Archiwum Polityki

Byłam żyrantem

Jestem jednym z negatywnych bohaterów opowieści Leszka Budrewicza o jego kłopotach finansowych [Raport „Czy człowiek może zbankrutować?”, POLITYKA 27, dot. problemów ze spłatą pożyczek bankowych – red.]: jego byłym żyrantem. Nie po raz pierwszy pan Budrewicz występuje jako ofiara sprzysiężonych sił zła. Rzecz jednak wygląda nieco inaczej: oto bodaj w 2001 r. daliśmy się (my, czyli żyranci) ubłagać, aby podżyrować mającemu ogromne problemy rodzinne koledze bardzo wysoki kredyt. W redakcji, gdzie wtedy z Leszkiem Budrewiczem razem pracowaliśmy, koledzy moi stukali się w głowę, ale ja uważałam, że znajomość jeszcze z opozycji do czegoś mnie zobowiązuje. Podobnie – jak sądzę – myślał Rafał Dutkiewicz.

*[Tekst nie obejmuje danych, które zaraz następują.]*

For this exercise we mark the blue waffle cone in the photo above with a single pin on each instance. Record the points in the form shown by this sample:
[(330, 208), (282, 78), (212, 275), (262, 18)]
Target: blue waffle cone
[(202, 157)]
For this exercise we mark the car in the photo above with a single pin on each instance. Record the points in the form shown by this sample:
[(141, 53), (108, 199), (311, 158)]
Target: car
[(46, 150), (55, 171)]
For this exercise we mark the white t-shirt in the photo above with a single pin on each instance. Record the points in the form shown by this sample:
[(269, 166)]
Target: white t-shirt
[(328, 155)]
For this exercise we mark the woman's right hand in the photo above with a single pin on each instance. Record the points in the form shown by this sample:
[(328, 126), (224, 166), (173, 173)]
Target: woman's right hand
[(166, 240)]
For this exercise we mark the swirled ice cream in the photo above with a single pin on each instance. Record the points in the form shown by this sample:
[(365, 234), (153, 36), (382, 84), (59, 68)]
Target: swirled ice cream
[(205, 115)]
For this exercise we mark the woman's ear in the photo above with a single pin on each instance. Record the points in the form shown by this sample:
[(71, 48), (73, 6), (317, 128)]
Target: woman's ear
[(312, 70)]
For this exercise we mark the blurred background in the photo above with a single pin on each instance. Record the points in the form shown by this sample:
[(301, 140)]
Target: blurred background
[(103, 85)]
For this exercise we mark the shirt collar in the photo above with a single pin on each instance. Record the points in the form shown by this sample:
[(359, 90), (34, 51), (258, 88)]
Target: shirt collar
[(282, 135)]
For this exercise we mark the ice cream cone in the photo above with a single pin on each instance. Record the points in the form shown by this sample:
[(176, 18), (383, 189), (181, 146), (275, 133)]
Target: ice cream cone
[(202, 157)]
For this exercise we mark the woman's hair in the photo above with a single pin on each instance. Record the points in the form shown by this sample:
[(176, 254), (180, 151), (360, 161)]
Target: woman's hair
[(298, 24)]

Kiedy bank po raz pierwszy przysłał mi informację o problemach z kredytem, zaczęłam Budrewicza szukać. Wcale przy tym nie po to, aby robić awantury, ale dlatego, że zastanawiałam się nad jakimś programem ratunkowym. Niestety, Leszek B. zapadł się pod ziemię. Nie pracowaliśmy już razem, więc szukanie go było utrudnione. Na przekazywane przez wspólnych znajomych apele nie odpowiadał, komórki nie odbierał.

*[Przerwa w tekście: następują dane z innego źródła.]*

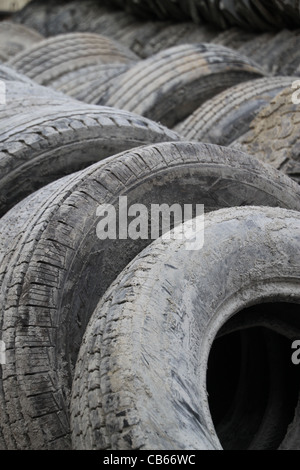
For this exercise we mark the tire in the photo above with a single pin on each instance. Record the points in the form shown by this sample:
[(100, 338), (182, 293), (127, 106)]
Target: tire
[(251, 47), (56, 138), (287, 64), (234, 38), (8, 74), (172, 84), (175, 35), (89, 84), (54, 57), (15, 38), (58, 262), (141, 376), (272, 55), (227, 116), (274, 135), (36, 14)]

Po jakimś czasie dowiedziałam się, że sprawa kredytu jest załatwiona, bowiem na prośbę Leszka B. Rafał Dutkiewicz sprzedał jego kawalerkę.

I dla mnie rzecz by się skończyła, gdyby nie to, że po Wrocławiu – w końcu to nie Nowy Jork, dziennikarzy nie jest wielu i wszyscy się znamy – zaczęły krążyć dramatyczne opowieści o krzywdzie, jaka spotkała Budrewicza ze strony żyrantów i prezydenta Dutkiewcza. O tym, że przepisałam majątek na rodzinę, dowiedziałam się jeszcze przed publikacją „Polityki”, choć nie mam ani majątku wartego przepisania, ani rodziny, na którą mogłabym cokolwiek przepisać.